Amicus-Juris Consultus having observed, that he is charged by the chancellor, in the Gazette of Thursday last, with an attempt "to tear asunder the bands of friendship" which has so long subsisted between him and the chief justice, deems it proper briefly to notice the unfounded imputation.
The facts alledged by him were directly connected with the subject of his animadversions, viz. the refutation of the illiberal and unmanly charge made by Amicus Curiæ, against Juris Consultus. The repetition of the offensive remarks made by the chancellor In relation to the chief justice, could have but little tendency "to sow discord between them," if the original declarations were not calculated to produce that effect; and if they were, whose was the fault, and who should bear the responsibility?
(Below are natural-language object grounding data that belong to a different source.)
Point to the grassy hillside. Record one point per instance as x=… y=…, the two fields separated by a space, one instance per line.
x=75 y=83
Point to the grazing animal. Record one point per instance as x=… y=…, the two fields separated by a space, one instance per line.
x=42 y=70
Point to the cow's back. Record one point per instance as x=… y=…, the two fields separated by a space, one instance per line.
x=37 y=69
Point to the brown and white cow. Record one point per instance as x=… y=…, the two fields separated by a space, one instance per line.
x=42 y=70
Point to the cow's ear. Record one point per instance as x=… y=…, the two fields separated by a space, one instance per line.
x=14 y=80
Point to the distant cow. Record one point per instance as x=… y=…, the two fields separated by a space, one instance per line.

Certainly not A. J. C. "It was not him that did it." He had no such views as are attributed to him. "He denies, disclaims and reprobates any such design."
When his honor says that he "does not undertake to challenge an inquisition upon the discretion of every word he may have uttered in the council," A. J. C. understands him as expressing a wish, not to have the subject further investigated, and in that temper which had influenced his whole conduct in the premises, he refrains.— Was the chancellor sensible how much he is indebted to the forbearance of A. J. C. on this head, he would not, it is supposed, have been so lavish of his invectives against him.
He cannot, however, forbear to notice the extreme relucatance with which his honor explains on the subject of the insult to the members of the legislature. It was only because "he was on the subject," that he condescended "to just notice" the "other charge." This drags heavily along. It does not so well comport with that frankness and liberality for which his honor is so justly celebrated. It is much to be regretted. It would have been otherwise.
A. J. C. hopes that he may have no occasion to trouble his honor further. He has been much pleased with the liberality and forbearance which the public have always heretofore extended to him. He is as anxious as any one that while his honor confines himself to his judicial functions, it shall be continued. Yea, more. As chancellor, in the exercise of just authority, he may with confidence rely on the zealous support of A. J. C.— That's his honor's element, and prudence dictates that he should remain in it. He has entered the political arena at an inauspicious period. Let him made good his retreat, and that done—quit.